I finally opened the latest issue of Chess Life (January 2006) to discover some surprisingly useful discussion of the currently popular Berlin Defense to the Ruy Lopez / Spanish (1.e4 e5 2.Nf3 Nc6 3.Bb5 Nf6) in two articles. GM Susan Polgar's "Opening Secrets" column (pp. 36-37) does a good job of covering some of the basic lines, especially where White avoids the standard endgame that follows 4.O-O Nxe4 5.d4 Nd6 6.Bxc6 dxc6 7.dxe5 Nf5 8.Qxd8+ Kxd8. Then GM Pal Benko's "Endgame Lab" column (pp. 48-49) picks up the ball to discuss the endgame line, using the two Topalov games from the recent San Luis tournament as his examples. I have been interested in the Berlin myself and rather like the endgame line, where Black's well-placed Knight, two Bishops, and solid position give him at the very least an improved version of the Exchange Variation (with 3...a6 4.Bxc6 etc.), so I was pleased to see this coverage to help me review. Anyone interested in learning more about the line should definitely read Larry Kaufman's The Chess Advantage in Black and White, where he makes it a central part of his repertoire for Black.
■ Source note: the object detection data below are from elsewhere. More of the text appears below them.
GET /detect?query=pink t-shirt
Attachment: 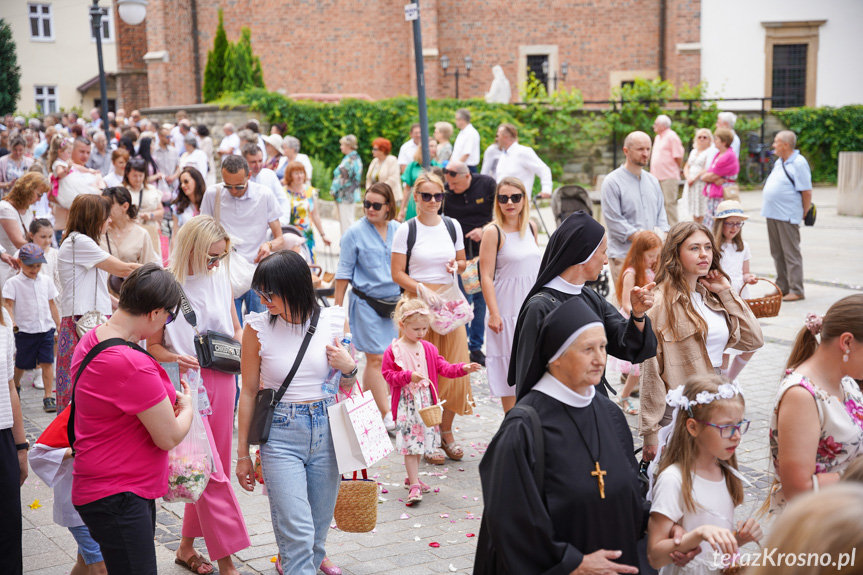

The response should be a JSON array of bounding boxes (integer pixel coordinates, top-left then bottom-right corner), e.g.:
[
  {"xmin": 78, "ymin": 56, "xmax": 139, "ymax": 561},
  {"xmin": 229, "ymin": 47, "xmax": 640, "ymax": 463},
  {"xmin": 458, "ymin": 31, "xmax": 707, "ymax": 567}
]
[
  {"xmin": 71, "ymin": 329, "xmax": 176, "ymax": 505},
  {"xmin": 650, "ymin": 128, "xmax": 683, "ymax": 181}
]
Seeing some useful opening analysis in Chess Life reminded me of a piece by John Hillery titled "Changes in Chess Life" that I had read on the net a while back. In it he writes: "Chess Life reader surveys going back to the 1960s have always produced similar results. The most popular features are annotated Master games and opening analysis, followed by tournament news and info... The least popular are chess art, chess movies, chess problems, human interest, etc. " It's good to see the USCF doing something that their readers want. It also makes good business sense, as the rest of Hillery's piece details. After all, attempts that Chess Life has made to appeal to the casual chessplayer have not been very successful. Meanwhile, they could easily do a lot to recapture the business of people who have dropped out of serious competition (and have therefore allowed their USCF membership to lapse) by having more interesting content for rated or previously rated players--especially opening analysis.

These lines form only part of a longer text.